Dr. Pinnaro, pediatric endocrine fellow, has published her recent research that finds several candidate genes which may modify the phenotype of 22q11.2 syndrome. This genetic syndrome can cause congenital structural heart disease, failure of the parathyroid glands to properly form, and immunodeficiency. Although the effects of the syndrome vary from person to person, the reasons for this variability is unknown. Thus, Dr. Pinnaro set out to understand whether other genetic regions might be the reason. Her findings show that various genes might indeed contribute. She is the lead author on the work which is published in the January 2020 issue of Molecular Genetics & Genomic Medicine. Congratulations to Dr. Pinnaro for the results of her hard work in this area.

Might continuous glucose monitoring discern diabetes pathogenesis?

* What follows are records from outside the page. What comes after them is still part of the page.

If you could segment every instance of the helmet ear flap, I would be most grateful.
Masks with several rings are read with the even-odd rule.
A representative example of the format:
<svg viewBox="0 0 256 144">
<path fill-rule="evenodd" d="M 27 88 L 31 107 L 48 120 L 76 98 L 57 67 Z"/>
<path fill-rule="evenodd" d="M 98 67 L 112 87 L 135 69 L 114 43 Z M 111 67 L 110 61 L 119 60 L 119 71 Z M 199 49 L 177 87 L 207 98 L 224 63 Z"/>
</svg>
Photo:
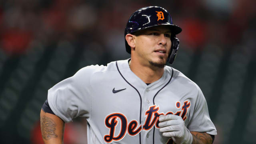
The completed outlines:
<svg viewBox="0 0 256 144">
<path fill-rule="evenodd" d="M 172 64 L 175 59 L 177 52 L 179 48 L 180 41 L 178 38 L 176 38 L 175 36 L 171 38 L 171 41 L 172 42 L 172 46 L 171 47 L 171 50 L 170 50 L 169 54 L 168 62 L 170 64 Z"/>
</svg>

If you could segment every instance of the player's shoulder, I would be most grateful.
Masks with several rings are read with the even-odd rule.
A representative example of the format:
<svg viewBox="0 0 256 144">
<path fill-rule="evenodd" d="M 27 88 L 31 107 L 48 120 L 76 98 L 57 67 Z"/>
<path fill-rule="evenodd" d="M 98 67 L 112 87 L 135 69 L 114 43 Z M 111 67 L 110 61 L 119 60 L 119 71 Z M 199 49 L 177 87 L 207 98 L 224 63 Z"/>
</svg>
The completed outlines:
<svg viewBox="0 0 256 144">
<path fill-rule="evenodd" d="M 77 73 L 82 74 L 91 75 L 94 74 L 99 72 L 104 72 L 110 71 L 117 71 L 117 63 L 118 63 L 119 67 L 122 67 L 124 64 L 128 62 L 128 60 L 122 60 L 117 61 L 111 62 L 107 64 L 106 66 L 103 65 L 92 65 L 82 68 L 79 70 Z"/>
<path fill-rule="evenodd" d="M 169 66 L 166 66 L 166 71 L 170 74 L 172 75 L 172 80 L 174 82 L 178 84 L 186 86 L 189 88 L 196 90 L 200 88 L 196 83 L 188 78 L 182 72 L 178 70 Z"/>
</svg>

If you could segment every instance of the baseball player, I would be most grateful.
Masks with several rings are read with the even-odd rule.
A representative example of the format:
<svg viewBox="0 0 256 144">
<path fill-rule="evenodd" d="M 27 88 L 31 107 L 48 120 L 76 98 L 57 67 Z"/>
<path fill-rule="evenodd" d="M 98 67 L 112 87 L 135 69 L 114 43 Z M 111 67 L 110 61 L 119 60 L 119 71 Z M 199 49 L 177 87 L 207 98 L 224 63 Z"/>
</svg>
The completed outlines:
<svg viewBox="0 0 256 144">
<path fill-rule="evenodd" d="M 181 31 L 162 8 L 134 12 L 124 32 L 130 58 L 85 67 L 49 90 L 40 114 L 45 143 L 62 143 L 64 123 L 82 116 L 88 144 L 212 144 L 217 132 L 201 90 L 166 65 Z"/>
</svg>

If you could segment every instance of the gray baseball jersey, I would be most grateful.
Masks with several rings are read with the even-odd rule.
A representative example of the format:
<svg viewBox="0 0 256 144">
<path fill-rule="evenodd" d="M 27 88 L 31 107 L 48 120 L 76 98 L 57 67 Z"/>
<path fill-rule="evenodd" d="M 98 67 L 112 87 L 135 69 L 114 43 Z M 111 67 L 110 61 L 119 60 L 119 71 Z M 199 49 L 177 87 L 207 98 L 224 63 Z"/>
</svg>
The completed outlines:
<svg viewBox="0 0 256 144">
<path fill-rule="evenodd" d="M 86 118 L 88 144 L 166 144 L 159 131 L 161 114 L 180 116 L 191 131 L 217 134 L 198 86 L 168 66 L 148 85 L 128 60 L 79 70 L 49 90 L 52 111 L 65 122 Z"/>
</svg>

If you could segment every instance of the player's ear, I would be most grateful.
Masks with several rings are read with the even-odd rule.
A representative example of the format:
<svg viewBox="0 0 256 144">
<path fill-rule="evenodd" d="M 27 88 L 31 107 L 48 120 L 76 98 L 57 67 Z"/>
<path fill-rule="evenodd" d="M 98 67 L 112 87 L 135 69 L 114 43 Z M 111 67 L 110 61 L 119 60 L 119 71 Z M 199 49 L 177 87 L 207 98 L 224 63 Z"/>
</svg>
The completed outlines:
<svg viewBox="0 0 256 144">
<path fill-rule="evenodd" d="M 135 36 L 131 34 L 128 34 L 125 36 L 125 39 L 127 42 L 127 43 L 131 47 L 131 48 L 135 48 Z"/>
</svg>

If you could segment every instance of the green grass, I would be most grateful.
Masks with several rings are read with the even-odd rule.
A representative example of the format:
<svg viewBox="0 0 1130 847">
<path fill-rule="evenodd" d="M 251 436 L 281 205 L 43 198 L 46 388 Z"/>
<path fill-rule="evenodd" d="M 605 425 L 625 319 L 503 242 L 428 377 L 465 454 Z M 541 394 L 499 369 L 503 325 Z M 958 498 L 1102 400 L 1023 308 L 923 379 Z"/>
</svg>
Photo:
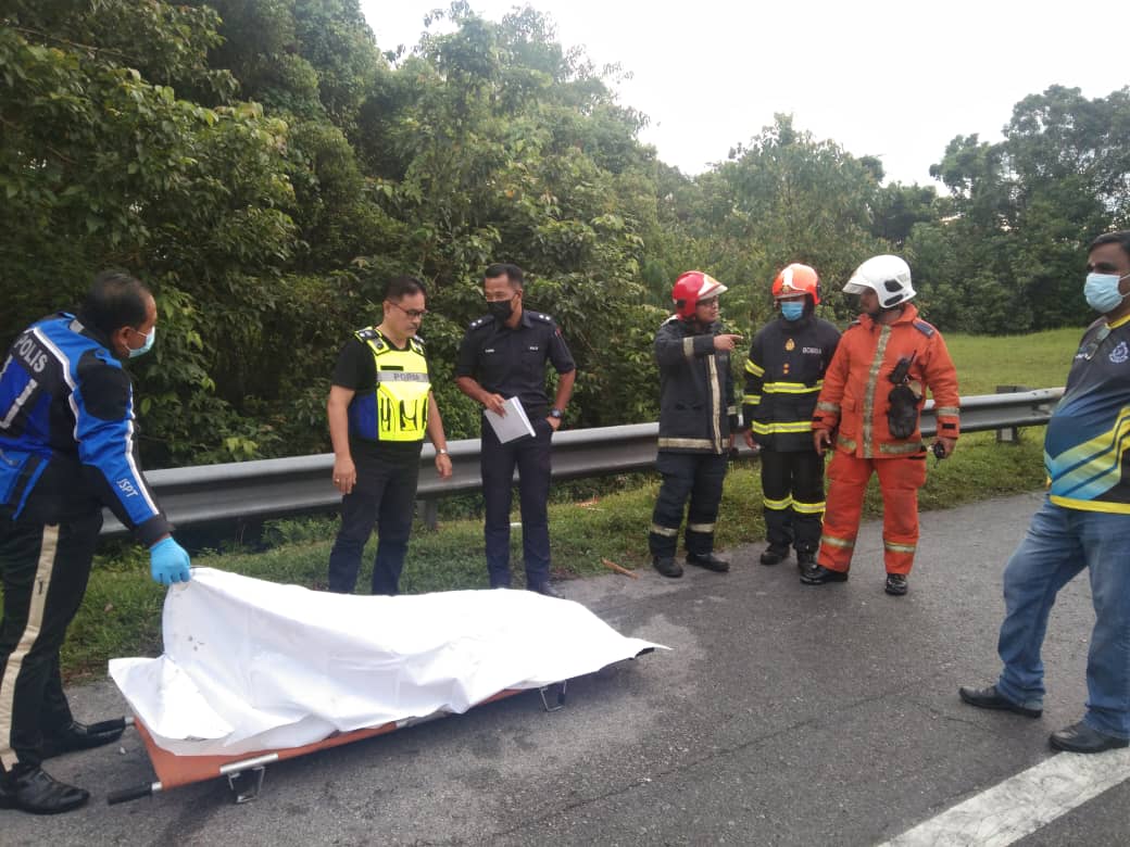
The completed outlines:
<svg viewBox="0 0 1130 847">
<path fill-rule="evenodd" d="M 1067 382 L 1081 329 L 1032 335 L 946 335 L 962 394 L 993 394 L 998 385 L 1054 388 Z"/>
<path fill-rule="evenodd" d="M 1077 330 L 1058 330 L 1018 338 L 949 335 L 962 393 L 989 394 L 997 385 L 1044 388 L 1062 385 L 1078 342 Z M 922 509 L 945 508 L 989 497 L 1042 487 L 1043 429 L 1022 431 L 1016 444 L 997 444 L 991 433 L 964 436 L 951 459 L 929 461 L 929 478 L 920 492 Z M 647 526 L 659 490 L 654 474 L 626 474 L 580 480 L 557 487 L 549 507 L 554 576 L 558 579 L 609 573 L 601 558 L 627 568 L 646 567 Z M 576 500 L 563 500 L 564 495 Z M 481 518 L 469 514 L 480 499 L 464 498 L 442 510 L 440 529 L 417 526 L 409 548 L 401 588 L 409 593 L 486 587 Z M 868 492 L 866 514 L 881 514 L 877 487 Z M 518 517 L 515 515 L 514 519 Z M 194 564 L 238 574 L 294 583 L 325 585 L 325 567 L 337 522 L 331 518 L 278 521 L 264 535 L 266 551 L 228 550 L 200 555 Z M 732 548 L 764 539 L 757 465 L 733 465 L 725 481 L 718 543 Z M 69 681 L 105 673 L 113 656 L 160 652 L 160 606 L 164 590 L 148 577 L 144 551 L 107 545 L 96 561 L 90 586 L 63 648 Z M 375 541 L 365 551 L 358 586 L 368 584 Z M 521 536 L 513 538 L 512 561 L 521 578 Z"/>
</svg>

It can be challenging to distinguish type 1 from type 2 diabetes, especially in overweight adolescents and other populations. An upcoming report in the scientific journal Diabetes Care (link here) presents provocative data suggesting that continuous glucose monitoring (CGM) may distinguish forms of diabetes that occur because of loss of insulin secretion capacity (such as type 1) from forms due to insulin resistance (type 2). In particular, when CGM was performed when diabetes was very mild, insulin secretion defects were marked by increased blood glucose variability but normal fasting glucoses, whereas insulin resistance was marked by an overall increase in baseline (i.e. fasting) blood glucose levels.

–Andrew Norris

Endocrine care of children with neuromuscular disorders

Dr. Curtis

Children, adolescents, and young adults with neuromuscular disorders are at risk for various endocrine complications. For example, Duchenne muscular dystrophy is associated with risk of various endocrine conditions including poor bone health, adrenal insufficiency, obesity, pubertal delay, and short stature. To help with these issues, in 2019, Dr. Vanessa Curtis joined the multidisciplinary Neuromuscular team at the University of Iowa to provide endocrine care to patients in this clinic. This week, Dr. Curtis attended the Parent Project MD meeting in San Diego to further her skills in this emerging area of medicine.